Istanbul/Damaskus. Aus Protest gegen das Schweizer Bauverbot für Minarette haben die Türkei und Syrien Muslime in aller Welt aufgerufen, ihr Geld aus dem Land abzuziehen. Der türkische Bankensektor sei für Geldanlagen offen, zitierten türkische Zeitungen gestern Europaminister Egemen Bagis. "Ich bin sicher, dass unsere muslimischen Brüder, die Geld auf Schweizer Banken haben, ihre Entscheidung überdenken werden." Auch die Führung der syrischen Republik, die ebenso wie die Türkei ein säkularer Staat ist, rief zu einer Kampagne gegen die Schweiz auf. Samira al-Masalme, die Chefredakteurin der regierungsnahen syrischen Tageszeitung "Teshreen", forderte einen arabischen Boykott Schweizer Waren. Die Schweizer Industrie exportiere viel in islamische und arabische Länder, "ein Boykott hätte daher spürbare Auswirkungen", erklärte sie.

Die Türkei hatte das Bauverbot, das in der Schweiz am vergangenen Sonntag durch eine Volksabstimmung beschlossen wurde, bereits zuvor scharf kritisiert.

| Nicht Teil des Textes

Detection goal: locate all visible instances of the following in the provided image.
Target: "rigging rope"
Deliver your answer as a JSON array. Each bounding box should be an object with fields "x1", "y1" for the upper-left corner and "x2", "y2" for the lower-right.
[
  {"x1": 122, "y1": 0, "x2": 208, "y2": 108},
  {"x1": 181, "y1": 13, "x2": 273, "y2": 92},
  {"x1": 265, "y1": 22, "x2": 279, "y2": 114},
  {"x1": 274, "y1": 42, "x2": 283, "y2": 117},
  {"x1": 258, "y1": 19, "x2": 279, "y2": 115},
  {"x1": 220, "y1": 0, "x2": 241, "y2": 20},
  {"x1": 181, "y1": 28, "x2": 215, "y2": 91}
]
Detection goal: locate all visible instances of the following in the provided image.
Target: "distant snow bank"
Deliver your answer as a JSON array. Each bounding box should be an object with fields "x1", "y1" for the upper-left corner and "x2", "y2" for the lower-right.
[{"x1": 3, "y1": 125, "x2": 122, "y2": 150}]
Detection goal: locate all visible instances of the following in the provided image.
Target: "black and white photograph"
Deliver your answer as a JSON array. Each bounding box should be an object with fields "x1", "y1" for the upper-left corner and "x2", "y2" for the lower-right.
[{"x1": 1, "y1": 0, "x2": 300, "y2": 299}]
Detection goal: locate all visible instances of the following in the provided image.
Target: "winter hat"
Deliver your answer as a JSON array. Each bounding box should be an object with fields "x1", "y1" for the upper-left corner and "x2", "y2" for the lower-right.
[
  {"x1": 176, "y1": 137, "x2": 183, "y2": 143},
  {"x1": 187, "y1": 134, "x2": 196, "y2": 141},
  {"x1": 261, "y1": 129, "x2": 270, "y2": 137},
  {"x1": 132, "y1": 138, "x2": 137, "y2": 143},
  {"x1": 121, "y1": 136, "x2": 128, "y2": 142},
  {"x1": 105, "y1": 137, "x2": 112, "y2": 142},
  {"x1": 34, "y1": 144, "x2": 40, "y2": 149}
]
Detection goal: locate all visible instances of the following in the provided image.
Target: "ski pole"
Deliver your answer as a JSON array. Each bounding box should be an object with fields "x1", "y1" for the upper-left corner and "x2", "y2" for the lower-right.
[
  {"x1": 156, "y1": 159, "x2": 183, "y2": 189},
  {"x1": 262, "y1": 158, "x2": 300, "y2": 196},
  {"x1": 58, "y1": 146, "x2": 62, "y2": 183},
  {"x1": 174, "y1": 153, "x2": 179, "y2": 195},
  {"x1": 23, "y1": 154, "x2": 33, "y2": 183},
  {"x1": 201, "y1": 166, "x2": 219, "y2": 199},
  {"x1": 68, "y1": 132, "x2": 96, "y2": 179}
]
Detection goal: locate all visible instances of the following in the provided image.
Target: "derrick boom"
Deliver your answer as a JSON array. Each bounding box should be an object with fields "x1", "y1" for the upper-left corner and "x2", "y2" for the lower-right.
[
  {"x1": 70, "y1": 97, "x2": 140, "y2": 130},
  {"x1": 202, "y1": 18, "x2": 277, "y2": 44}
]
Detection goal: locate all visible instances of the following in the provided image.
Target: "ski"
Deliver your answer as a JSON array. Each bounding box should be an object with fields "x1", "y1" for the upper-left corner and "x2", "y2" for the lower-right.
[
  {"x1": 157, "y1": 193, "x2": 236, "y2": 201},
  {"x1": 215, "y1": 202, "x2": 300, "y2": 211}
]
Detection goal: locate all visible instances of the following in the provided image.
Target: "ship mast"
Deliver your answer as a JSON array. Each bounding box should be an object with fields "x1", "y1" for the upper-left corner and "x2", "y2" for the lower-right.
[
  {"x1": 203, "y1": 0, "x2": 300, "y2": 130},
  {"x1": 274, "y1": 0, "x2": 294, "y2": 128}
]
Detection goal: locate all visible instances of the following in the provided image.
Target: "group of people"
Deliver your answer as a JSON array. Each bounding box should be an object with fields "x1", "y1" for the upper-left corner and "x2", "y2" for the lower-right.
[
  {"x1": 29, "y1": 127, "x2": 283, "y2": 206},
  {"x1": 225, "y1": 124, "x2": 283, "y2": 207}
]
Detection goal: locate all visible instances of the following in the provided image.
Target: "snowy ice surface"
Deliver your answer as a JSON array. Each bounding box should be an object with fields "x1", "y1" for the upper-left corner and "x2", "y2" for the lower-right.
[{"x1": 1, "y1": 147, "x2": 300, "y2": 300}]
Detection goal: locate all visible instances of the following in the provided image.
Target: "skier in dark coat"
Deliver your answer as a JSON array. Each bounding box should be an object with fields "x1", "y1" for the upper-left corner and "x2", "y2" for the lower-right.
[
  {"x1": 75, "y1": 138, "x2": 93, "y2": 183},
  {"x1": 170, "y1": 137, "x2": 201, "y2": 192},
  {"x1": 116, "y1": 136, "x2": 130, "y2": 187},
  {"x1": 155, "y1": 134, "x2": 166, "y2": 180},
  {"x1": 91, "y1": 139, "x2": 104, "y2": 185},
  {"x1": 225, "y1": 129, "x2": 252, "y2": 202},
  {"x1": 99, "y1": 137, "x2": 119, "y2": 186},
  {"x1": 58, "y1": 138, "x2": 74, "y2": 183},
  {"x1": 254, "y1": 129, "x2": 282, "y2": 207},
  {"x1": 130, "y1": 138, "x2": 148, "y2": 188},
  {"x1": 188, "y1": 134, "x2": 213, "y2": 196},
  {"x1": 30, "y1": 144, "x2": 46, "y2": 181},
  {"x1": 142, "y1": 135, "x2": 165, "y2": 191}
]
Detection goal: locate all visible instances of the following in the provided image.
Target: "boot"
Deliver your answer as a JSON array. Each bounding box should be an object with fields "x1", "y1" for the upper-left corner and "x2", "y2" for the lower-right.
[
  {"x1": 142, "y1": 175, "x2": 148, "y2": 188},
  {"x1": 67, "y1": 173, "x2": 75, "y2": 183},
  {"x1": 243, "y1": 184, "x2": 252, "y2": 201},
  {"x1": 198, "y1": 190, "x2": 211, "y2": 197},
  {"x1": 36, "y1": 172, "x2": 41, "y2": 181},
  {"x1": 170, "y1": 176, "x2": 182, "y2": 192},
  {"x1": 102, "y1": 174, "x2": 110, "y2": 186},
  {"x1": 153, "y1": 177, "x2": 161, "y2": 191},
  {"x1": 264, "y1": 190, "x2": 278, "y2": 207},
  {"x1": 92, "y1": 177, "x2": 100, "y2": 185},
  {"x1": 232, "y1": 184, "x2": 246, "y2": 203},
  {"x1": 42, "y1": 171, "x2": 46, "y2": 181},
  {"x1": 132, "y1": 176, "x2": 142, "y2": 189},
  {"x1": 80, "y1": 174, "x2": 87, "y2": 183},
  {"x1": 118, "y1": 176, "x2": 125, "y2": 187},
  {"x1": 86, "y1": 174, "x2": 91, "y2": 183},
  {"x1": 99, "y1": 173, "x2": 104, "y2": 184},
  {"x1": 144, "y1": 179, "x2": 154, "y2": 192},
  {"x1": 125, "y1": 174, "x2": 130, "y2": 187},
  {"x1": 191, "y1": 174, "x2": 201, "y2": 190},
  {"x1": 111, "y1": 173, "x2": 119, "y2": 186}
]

Die arabischen Staaten reagierten wegen der Ferien zum islamischen Opferfest erst später auf die Abstimmung.

In der Schweiz selbst reibt sich die Regierung nach der überraschenden Mehrheit für das Minarettverbot noch immer verwundert die Augen. Sie habe die Ängste der Bevölkerung vor dem Unbekannten in wirtschaftlich schwierigen Zeiten unterschätzt, sagte die Schweizer Außenministerin Micheline Calmy-Rey der Wochenzeitung "Die Zeit". Völlig unklar ist noch, ob das Minarett-Verbot vor dem Europäischen Gerichtshof für Menschenrechte Bestand haben würde.

Unterdessen denkt Bundesinnenminister Thomas de Maizière darüber nach, radikale Imame aus Deutschland auszuweisen. Man könne sich die Frage stellen: "Muss ich vielleicht einmal einen Imam ausweisen, aber dafür andere ausbilden?"